The model doesn't encode "knowledge", but it does know to suggest cities for the given example. Good sign!

Now to use this with our bi-encoder

Bi-encoder

For our bi-encoder, we need a text encoder and our RDF encoder. We use Sentencebert's all-distilroberta-v1 model as our text encoder. For training, we use text-RDF pairs from WebNLG's English dataset as our positive examples, and randomly permuted pairs as the negative examples. Then we train our model using contrastive loss, which maximizes the distance between two vectors if they're a negative sample, and minimizes it if it's a positive sample.
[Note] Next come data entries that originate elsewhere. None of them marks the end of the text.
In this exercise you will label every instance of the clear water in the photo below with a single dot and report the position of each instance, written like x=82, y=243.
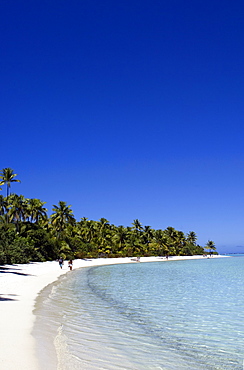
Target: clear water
x=159, y=315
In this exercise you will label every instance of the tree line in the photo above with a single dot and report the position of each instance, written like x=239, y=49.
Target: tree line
x=28, y=234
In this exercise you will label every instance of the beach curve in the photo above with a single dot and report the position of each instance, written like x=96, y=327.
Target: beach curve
x=19, y=287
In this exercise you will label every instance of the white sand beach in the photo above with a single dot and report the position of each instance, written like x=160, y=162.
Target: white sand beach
x=19, y=288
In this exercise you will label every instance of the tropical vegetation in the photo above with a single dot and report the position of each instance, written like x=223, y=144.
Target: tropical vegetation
x=27, y=233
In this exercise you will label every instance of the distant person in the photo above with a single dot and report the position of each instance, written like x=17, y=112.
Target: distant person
x=70, y=264
x=61, y=262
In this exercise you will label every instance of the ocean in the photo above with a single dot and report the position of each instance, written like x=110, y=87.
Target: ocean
x=169, y=315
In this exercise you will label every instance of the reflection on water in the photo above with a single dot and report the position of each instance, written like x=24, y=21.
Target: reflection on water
x=173, y=315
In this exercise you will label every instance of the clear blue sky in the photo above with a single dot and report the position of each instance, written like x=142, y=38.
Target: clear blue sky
x=128, y=109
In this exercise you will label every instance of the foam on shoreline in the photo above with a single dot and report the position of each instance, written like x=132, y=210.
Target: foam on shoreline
x=19, y=287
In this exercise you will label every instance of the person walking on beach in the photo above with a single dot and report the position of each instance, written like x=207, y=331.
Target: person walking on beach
x=70, y=264
x=61, y=261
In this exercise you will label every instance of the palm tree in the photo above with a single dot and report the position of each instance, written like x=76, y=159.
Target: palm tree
x=62, y=216
x=191, y=238
x=137, y=225
x=36, y=210
x=17, y=209
x=210, y=246
x=7, y=176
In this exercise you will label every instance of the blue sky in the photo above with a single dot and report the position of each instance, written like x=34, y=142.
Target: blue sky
x=128, y=109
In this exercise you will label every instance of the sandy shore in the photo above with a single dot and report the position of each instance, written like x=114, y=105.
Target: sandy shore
x=19, y=287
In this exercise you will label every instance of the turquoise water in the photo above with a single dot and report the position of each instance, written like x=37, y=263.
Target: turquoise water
x=158, y=315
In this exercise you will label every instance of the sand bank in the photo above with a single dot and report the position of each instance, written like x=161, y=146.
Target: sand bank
x=19, y=287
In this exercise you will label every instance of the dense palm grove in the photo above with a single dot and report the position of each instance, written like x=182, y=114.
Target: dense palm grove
x=28, y=234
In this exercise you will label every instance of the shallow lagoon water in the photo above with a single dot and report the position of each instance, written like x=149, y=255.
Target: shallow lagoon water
x=158, y=315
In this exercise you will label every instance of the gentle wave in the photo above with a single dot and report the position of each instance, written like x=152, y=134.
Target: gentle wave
x=176, y=315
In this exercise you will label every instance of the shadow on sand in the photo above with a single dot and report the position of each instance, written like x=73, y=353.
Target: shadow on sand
x=12, y=270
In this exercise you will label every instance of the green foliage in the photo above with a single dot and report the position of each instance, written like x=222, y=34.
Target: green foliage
x=27, y=234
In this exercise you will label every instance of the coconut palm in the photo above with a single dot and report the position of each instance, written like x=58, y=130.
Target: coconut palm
x=62, y=216
x=36, y=210
x=7, y=176
x=210, y=246
x=191, y=238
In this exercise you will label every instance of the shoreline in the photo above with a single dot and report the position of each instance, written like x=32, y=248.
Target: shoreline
x=20, y=286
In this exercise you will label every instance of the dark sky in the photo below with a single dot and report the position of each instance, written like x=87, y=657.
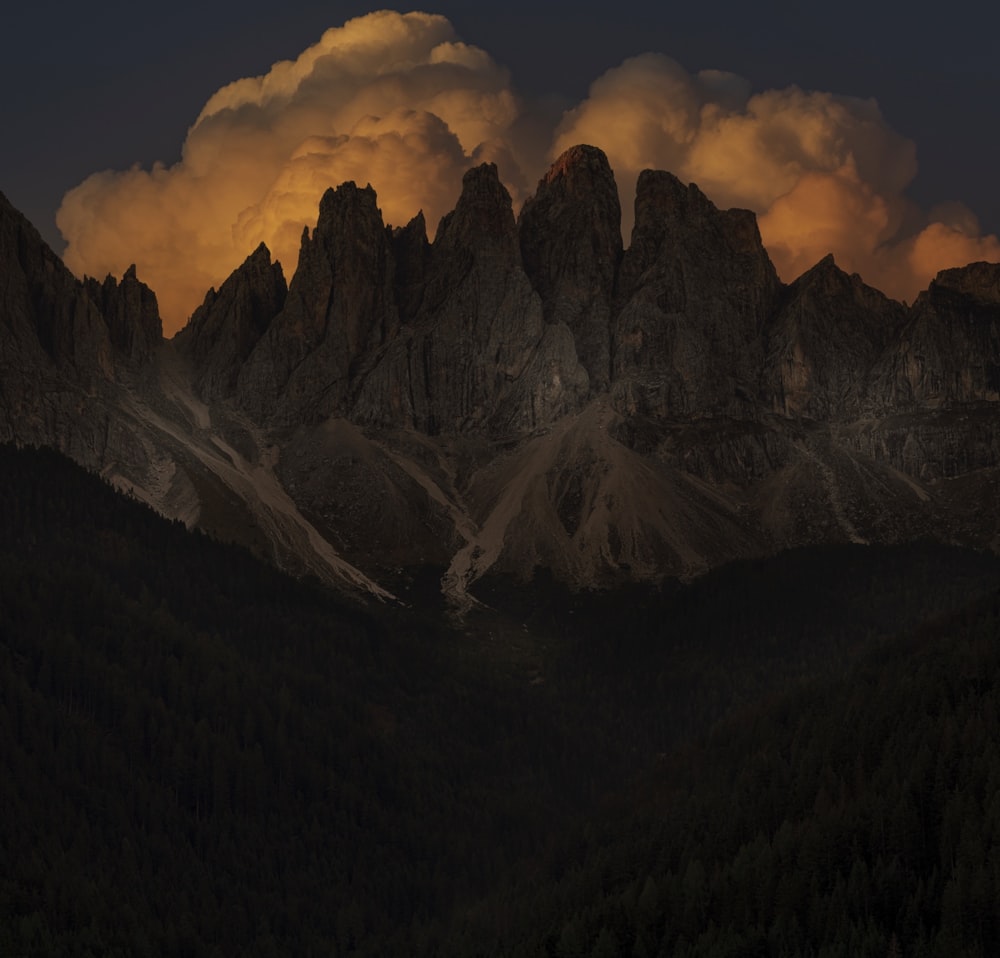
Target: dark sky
x=90, y=87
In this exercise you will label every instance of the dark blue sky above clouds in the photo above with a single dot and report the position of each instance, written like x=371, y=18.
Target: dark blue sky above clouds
x=107, y=86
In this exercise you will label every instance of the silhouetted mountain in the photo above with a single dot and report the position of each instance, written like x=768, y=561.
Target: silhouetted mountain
x=522, y=394
x=202, y=756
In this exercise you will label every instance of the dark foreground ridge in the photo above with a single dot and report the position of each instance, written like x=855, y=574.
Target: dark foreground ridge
x=202, y=757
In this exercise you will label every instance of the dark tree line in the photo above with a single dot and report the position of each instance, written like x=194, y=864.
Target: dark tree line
x=199, y=756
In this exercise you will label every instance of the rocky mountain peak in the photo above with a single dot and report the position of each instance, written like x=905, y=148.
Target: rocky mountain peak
x=131, y=313
x=483, y=219
x=570, y=238
x=977, y=281
x=340, y=305
x=694, y=293
x=828, y=333
x=224, y=330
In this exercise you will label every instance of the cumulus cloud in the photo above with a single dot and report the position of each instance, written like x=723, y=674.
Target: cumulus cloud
x=399, y=101
x=824, y=173
x=394, y=100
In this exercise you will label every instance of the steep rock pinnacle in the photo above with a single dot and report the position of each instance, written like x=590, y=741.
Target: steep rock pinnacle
x=225, y=329
x=340, y=305
x=694, y=291
x=570, y=237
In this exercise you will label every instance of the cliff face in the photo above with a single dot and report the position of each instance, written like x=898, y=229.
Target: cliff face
x=224, y=330
x=695, y=291
x=522, y=393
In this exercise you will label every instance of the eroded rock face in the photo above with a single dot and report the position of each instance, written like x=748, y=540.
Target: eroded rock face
x=823, y=343
x=949, y=349
x=340, y=305
x=695, y=291
x=131, y=313
x=224, y=330
x=521, y=394
x=477, y=354
x=570, y=236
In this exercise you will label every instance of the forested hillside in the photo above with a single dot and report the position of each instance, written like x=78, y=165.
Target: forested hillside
x=199, y=756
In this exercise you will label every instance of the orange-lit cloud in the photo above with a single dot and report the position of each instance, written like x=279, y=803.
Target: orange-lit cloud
x=400, y=102
x=824, y=173
x=388, y=99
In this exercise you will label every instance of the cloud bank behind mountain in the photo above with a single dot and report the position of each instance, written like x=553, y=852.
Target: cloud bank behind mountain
x=400, y=102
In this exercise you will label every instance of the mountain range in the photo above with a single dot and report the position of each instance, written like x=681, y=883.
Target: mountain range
x=520, y=393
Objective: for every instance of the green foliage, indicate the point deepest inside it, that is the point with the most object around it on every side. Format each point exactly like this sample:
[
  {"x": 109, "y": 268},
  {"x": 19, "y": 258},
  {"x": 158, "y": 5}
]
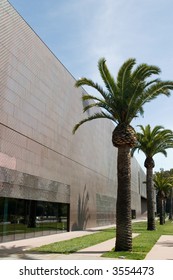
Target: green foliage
[
  {"x": 78, "y": 243},
  {"x": 144, "y": 242},
  {"x": 153, "y": 141},
  {"x": 123, "y": 98}
]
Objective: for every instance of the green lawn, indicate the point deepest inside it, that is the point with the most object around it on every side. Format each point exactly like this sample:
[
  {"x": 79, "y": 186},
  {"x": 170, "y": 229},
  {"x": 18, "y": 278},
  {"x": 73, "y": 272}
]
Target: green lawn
[{"x": 142, "y": 244}]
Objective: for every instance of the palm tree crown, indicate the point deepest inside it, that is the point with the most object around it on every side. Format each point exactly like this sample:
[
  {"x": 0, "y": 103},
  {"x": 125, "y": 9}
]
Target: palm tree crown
[
  {"x": 153, "y": 141},
  {"x": 120, "y": 101},
  {"x": 123, "y": 99}
]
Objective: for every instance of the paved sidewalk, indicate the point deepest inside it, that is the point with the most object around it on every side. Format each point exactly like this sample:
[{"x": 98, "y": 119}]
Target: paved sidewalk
[{"x": 163, "y": 249}]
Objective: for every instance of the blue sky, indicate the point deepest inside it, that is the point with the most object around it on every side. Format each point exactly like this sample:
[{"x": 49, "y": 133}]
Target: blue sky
[{"x": 79, "y": 32}]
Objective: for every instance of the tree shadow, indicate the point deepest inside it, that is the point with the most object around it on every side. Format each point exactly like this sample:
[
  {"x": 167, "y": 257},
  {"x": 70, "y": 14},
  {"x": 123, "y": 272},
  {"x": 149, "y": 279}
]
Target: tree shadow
[
  {"x": 14, "y": 251},
  {"x": 83, "y": 211}
]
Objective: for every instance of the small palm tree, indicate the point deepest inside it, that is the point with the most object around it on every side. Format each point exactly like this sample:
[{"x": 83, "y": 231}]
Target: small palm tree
[
  {"x": 163, "y": 185},
  {"x": 121, "y": 101},
  {"x": 152, "y": 142}
]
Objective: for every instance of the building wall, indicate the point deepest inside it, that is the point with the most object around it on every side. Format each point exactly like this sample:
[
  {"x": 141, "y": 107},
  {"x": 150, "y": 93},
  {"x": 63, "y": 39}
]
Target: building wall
[{"x": 39, "y": 107}]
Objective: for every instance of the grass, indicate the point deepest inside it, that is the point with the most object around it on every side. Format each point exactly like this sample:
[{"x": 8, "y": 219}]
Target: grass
[
  {"x": 142, "y": 244},
  {"x": 78, "y": 243}
]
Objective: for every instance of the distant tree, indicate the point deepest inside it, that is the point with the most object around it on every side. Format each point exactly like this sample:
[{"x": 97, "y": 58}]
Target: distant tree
[
  {"x": 152, "y": 142},
  {"x": 163, "y": 186},
  {"x": 121, "y": 101}
]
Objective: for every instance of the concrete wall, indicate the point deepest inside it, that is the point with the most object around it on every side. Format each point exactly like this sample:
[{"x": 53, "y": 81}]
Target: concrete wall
[{"x": 39, "y": 106}]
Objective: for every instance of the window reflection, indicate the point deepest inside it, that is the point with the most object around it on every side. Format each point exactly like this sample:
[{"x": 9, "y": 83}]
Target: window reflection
[{"x": 20, "y": 218}]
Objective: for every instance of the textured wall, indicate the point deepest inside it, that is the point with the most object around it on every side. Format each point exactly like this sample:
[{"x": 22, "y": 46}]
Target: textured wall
[{"x": 39, "y": 106}]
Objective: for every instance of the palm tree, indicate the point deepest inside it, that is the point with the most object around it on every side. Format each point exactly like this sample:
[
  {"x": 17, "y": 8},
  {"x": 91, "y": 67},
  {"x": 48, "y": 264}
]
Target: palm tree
[
  {"x": 121, "y": 101},
  {"x": 152, "y": 142},
  {"x": 163, "y": 186}
]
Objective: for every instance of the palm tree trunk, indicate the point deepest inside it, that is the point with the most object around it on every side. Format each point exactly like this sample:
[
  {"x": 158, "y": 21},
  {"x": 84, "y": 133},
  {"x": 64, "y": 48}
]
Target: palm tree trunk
[
  {"x": 123, "y": 207},
  {"x": 161, "y": 210},
  {"x": 150, "y": 200},
  {"x": 171, "y": 204}
]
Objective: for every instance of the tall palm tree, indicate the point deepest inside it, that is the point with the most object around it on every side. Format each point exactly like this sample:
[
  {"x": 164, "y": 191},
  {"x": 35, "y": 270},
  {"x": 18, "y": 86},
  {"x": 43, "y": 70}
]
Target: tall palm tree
[
  {"x": 163, "y": 185},
  {"x": 152, "y": 142},
  {"x": 121, "y": 101}
]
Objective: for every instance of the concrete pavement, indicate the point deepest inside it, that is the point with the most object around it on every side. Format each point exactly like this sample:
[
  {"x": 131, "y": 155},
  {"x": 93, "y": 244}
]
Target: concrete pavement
[{"x": 163, "y": 249}]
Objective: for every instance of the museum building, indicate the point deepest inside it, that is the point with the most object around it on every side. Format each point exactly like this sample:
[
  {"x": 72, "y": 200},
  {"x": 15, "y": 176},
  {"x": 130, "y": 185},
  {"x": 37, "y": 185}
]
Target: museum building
[{"x": 50, "y": 179}]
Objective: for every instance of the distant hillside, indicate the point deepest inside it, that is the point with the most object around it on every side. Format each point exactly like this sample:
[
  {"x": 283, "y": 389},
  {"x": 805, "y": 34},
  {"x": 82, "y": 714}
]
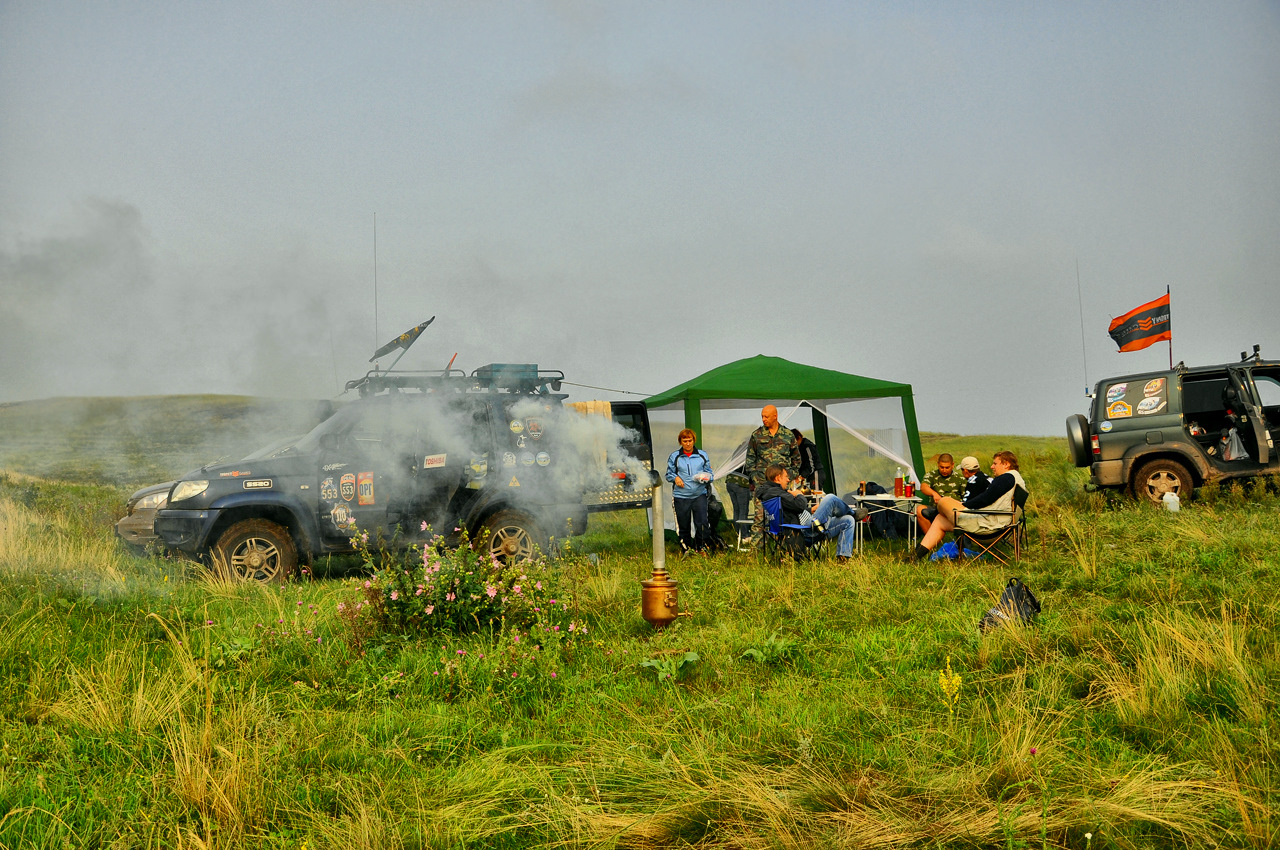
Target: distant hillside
[{"x": 142, "y": 441}]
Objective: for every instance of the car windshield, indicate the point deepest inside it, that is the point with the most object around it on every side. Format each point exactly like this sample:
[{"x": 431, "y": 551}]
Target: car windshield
[
  {"x": 339, "y": 423},
  {"x": 274, "y": 449}
]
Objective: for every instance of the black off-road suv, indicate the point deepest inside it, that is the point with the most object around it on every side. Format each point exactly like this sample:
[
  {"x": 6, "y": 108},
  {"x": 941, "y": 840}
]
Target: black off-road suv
[
  {"x": 1170, "y": 432},
  {"x": 496, "y": 453}
]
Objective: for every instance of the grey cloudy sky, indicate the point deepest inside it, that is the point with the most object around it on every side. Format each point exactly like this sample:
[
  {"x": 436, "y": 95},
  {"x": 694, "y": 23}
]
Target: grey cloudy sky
[{"x": 634, "y": 192}]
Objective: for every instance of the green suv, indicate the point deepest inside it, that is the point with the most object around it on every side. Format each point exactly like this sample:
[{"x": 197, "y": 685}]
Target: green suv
[{"x": 1173, "y": 430}]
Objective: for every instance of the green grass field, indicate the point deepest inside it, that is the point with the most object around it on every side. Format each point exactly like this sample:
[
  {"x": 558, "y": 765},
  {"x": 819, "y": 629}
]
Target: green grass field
[{"x": 146, "y": 703}]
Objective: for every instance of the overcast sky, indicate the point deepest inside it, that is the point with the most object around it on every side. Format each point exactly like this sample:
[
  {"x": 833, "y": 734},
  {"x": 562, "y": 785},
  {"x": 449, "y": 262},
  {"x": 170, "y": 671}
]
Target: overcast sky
[{"x": 635, "y": 192}]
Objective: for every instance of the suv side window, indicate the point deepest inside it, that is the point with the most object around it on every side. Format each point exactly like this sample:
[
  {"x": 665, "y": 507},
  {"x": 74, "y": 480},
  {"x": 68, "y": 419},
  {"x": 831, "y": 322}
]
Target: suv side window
[
  {"x": 1202, "y": 401},
  {"x": 1269, "y": 393}
]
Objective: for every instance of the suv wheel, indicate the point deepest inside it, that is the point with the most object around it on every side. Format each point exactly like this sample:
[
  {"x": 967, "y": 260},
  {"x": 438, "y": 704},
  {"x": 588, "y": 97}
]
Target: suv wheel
[
  {"x": 259, "y": 551},
  {"x": 512, "y": 537},
  {"x": 1156, "y": 478}
]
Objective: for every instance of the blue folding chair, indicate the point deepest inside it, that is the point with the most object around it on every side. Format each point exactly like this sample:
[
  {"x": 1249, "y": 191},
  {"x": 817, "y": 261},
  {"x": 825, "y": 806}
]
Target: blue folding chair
[{"x": 799, "y": 542}]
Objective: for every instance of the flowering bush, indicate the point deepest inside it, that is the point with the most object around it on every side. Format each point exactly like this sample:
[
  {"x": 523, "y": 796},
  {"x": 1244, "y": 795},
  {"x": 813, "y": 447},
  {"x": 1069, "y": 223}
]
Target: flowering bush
[{"x": 460, "y": 590}]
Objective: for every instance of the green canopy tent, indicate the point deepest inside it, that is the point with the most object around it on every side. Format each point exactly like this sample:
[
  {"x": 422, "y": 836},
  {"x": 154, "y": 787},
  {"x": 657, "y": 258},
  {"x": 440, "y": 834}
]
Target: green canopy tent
[{"x": 759, "y": 380}]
Now let's look at the results by measuring the cosine similarity between Adirondack Regional Airport is 507 metres above sea level and Adirondack_Regional_Airport | elevationAboveTheSeaLevel_(in_metres) | 507, which should have a high similarity

tensor([0.0313])

Well, that's not a good sign. Something needs to change, which we will investigate over the next week. Here are some potential ideas that could work

  1. The basics, experimenting with different hyperparameters.
  2. Better negative sampling
  3. Continued pretraining of a language model for RDF encoder for domain adaption rather than starting from scratch, and then using the same language model as the text encoder.